Before preparing your own data, you should checkout the dataset module carefully.
Overall, you need to place your data with the following structure and create a corresponding config file.
manhattan_sdf
├───data
| ├───$scene_name
| | ├───intrinsic.txt
| | ├───images
| | | ├───0.png
| | | ├───1.png
| | | └───...
| | ├───pose
| | | ├───0.txt
| | | ├───1.txt
| | | └───...
| | ├───depth_colmap
| | | ├───0.npy
| | | ├───1.npy
| | | └───...
| | └───semantic_deeplab
| | ├───0.png
| | ├───1.png
| | └───...
| └───...
├───configs
| ├───$scene_name.yaml
| └───...
└───...
You should place RGB images in data/$scene_name/images
folder, note that the filenames can be arbitrary but you need to make sure that they are consistent with files in other folders under data/$scene_name
.
Save the 4x4
intrinsic matrix in data/$scene_name/intrinsic.txt
.
You can solve camera poses with COLMAP or other tools you like. Then you need to normalize the camera poses and modify some configs to ensure that:
- The scene is inside bounding radius, note that bounding radius should be lower than π so that positional encoding can work well.
- The center of the scene is near the origin and the geometric initialization radius is appropriate (surface of initialized sphere and target geometry should not be too far).
- Make sure that the sampling range (near, far) can cover the whole scene.
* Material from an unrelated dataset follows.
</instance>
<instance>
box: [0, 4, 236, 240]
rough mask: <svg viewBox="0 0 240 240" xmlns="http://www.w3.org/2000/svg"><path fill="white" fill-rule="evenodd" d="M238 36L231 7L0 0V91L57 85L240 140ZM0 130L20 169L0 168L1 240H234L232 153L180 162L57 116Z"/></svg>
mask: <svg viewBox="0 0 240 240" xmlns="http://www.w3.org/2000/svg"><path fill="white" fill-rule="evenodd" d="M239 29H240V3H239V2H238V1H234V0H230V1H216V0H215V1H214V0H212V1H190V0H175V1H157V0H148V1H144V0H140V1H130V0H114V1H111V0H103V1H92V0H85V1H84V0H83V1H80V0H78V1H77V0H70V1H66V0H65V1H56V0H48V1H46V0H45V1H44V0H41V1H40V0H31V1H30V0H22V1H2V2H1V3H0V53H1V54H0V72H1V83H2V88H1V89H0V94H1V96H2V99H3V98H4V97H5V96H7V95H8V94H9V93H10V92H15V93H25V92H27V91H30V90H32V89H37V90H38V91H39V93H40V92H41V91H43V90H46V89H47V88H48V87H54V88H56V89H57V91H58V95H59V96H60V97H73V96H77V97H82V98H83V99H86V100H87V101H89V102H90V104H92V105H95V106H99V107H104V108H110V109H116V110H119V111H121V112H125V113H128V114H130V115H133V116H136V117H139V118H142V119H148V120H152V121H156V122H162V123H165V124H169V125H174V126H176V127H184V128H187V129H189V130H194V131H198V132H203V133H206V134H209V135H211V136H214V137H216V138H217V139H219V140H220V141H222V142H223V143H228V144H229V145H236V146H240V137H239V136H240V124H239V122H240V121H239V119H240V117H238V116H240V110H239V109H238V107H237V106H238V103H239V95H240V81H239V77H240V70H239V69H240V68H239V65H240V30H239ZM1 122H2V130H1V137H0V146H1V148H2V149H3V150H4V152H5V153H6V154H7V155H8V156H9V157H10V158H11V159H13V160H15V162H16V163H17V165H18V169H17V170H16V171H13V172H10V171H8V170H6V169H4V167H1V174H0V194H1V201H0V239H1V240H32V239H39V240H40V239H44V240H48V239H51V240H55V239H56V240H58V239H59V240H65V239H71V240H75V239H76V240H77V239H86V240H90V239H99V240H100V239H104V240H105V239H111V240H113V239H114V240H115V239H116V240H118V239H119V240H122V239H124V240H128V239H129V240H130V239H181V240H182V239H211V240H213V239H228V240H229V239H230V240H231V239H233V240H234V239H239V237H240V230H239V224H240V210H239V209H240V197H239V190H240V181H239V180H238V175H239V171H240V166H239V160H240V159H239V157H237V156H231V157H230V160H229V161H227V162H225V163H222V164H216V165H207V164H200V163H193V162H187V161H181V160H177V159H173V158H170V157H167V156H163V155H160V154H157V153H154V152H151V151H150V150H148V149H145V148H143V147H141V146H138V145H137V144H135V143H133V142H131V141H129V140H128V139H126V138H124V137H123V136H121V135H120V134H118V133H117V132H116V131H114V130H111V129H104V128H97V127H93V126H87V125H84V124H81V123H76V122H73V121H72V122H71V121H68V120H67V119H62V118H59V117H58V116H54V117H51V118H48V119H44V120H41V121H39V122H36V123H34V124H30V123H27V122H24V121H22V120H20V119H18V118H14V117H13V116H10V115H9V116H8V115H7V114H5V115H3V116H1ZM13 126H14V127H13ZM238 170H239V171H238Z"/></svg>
To achieve these, the simplest way is to normalize the camera poses to be inside a unit sphere, which is similar to the implementation of VolSDF and neurecon. Then you can set the geometric initialization radius as 1.0 and bounding radius as 2.0 (note that indoor scenes are scanned from inside, which is different from object dataset such as DTU, so you need to set the geometric initialization radius and bounding radius larger than the range of camera poses).
This can work well if the images are captured by walking around the scene (namely, the camera trajectory is relatively close to the boundary of the scene), since the scale of the scene can be regarded as slightly larger than the range of camera poses. If it cannot be guaranteed, you need to rescale the camera poses to be inside a smaller sphere or adjust the hyperparameters heuristically. A more general way is to first run sparse reconstruction and define a region of interest manually, please refer to NeuS.
Save the normalized poses as 4x4
matrices in txt
format under data/$scene_name/pose
folder. Remember to save the scale and offset used to normalize here so that you can transform to original coordinate if you want to extract mesh and compare with ground truth mesh.
You need to run sparse and dense reconstruction of COLMAP first. Please refer to this instruction if you want to use known camera poses.
After dense reconstruction, you can obtain depth prediction for each view. However, the depth predictions can be noisy, so we recommend you to run fusion to filter out most noises. Since original COLMAP does not have fusion mask for each view, you need to compile and run this customized version, which is a submodule of NerfingMVS.
We provide a Python script here for reference, which includes camera poses normalization and COLMAP depth maps generation.
You need to run 2D semantic segmentations to generate semantic predictions from images. We provide our trained model and inference code here.